Aristil Bonord adjusts the blue plastic bucket on his right shoulder as he speaks. Inside it, a steeple of multicolored pills in blister packs rises like a totem. A pair of scissors, used to divvy up the medicine, pokes out at the top. The whole thing is held together with rubber bands.
For more than 20 years Bonord has roamed the streets of Port-au-Prince with this tower of treatments, this chemical Babel. But he is not a pharmacist. He is a vendor.
In a little apartment in the Pacot neighborhood of the Haitian capital, merchants like Bonord are lined up to have their portraits taken by Gabriele Galimberti and Paolo Woods. The two photographers—working on a project about medical access in over two dozen countries—have long been fascinated by the city’s wandering druggists.
Street dispensaries, they say, are the main source of medicine for many Haitians. “Pharmacists are an endangered species,” explains Lionel Étienne, a local drug importer. “Medicine is considered an ordinary consumer good.”
The portable pharmacies may look like contemporary art installations or candy store displays, but they can be as dangerous as Russian roulette. The government’s lack of oversight allows untrained merchants like Bonord to obtain and sell pharmaceutical products: generic medicines from China, expired pills, counterfeit drugs imported from the Dominican Republic.
The activity is technically illegal, but the laws are rarely enforced by the Ministry of Public Health and Population. So the vendors sell anything they can get their hands on, from abortion pills to Viagra knockoffs. Sometimes they give bad advice to their clients. One seller told a teenager to take powerful antibiotics for his acne.
“Every time I see a street vendor, it is like a slap in the face,” mutters the ministry’s pharmacy director, Flaurine Joseph. “They are like time bombs, and we have almost no way to stop them.”

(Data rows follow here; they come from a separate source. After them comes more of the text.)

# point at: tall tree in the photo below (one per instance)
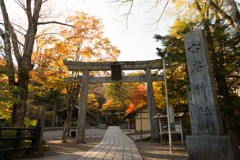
(22, 53)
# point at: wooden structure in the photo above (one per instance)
(139, 119)
(116, 69)
(12, 145)
(176, 127)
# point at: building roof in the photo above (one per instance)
(138, 110)
(161, 116)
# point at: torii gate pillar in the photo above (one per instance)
(85, 67)
(151, 107)
(82, 108)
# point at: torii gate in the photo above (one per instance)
(116, 76)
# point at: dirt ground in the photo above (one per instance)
(149, 150)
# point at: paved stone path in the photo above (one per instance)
(114, 145)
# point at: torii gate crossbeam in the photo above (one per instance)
(85, 67)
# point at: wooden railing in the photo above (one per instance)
(21, 134)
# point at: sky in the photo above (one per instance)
(134, 37)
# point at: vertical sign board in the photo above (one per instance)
(116, 72)
(205, 112)
(206, 141)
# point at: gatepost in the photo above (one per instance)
(207, 140)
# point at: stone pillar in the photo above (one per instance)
(82, 108)
(206, 141)
(151, 107)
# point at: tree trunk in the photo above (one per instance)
(54, 112)
(20, 92)
(234, 12)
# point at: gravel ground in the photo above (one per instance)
(148, 149)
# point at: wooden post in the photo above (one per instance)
(151, 107)
(36, 141)
(82, 108)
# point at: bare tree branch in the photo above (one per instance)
(55, 22)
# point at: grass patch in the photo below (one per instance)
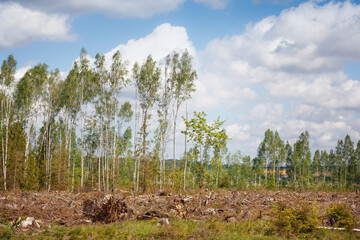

As the vendors waited to be photographed, they eyed their neighbors’ goods, rarely speaking. It was their only respite from a long day in the brutal sun. They were glad for the break but worried that they were losing clients.
“I chose this profession because times are hard here,” says Bonord. “I want my children to go to school. And everyone needs medicine.”
This story appears in the June 2017 issue of National Geographic magazine.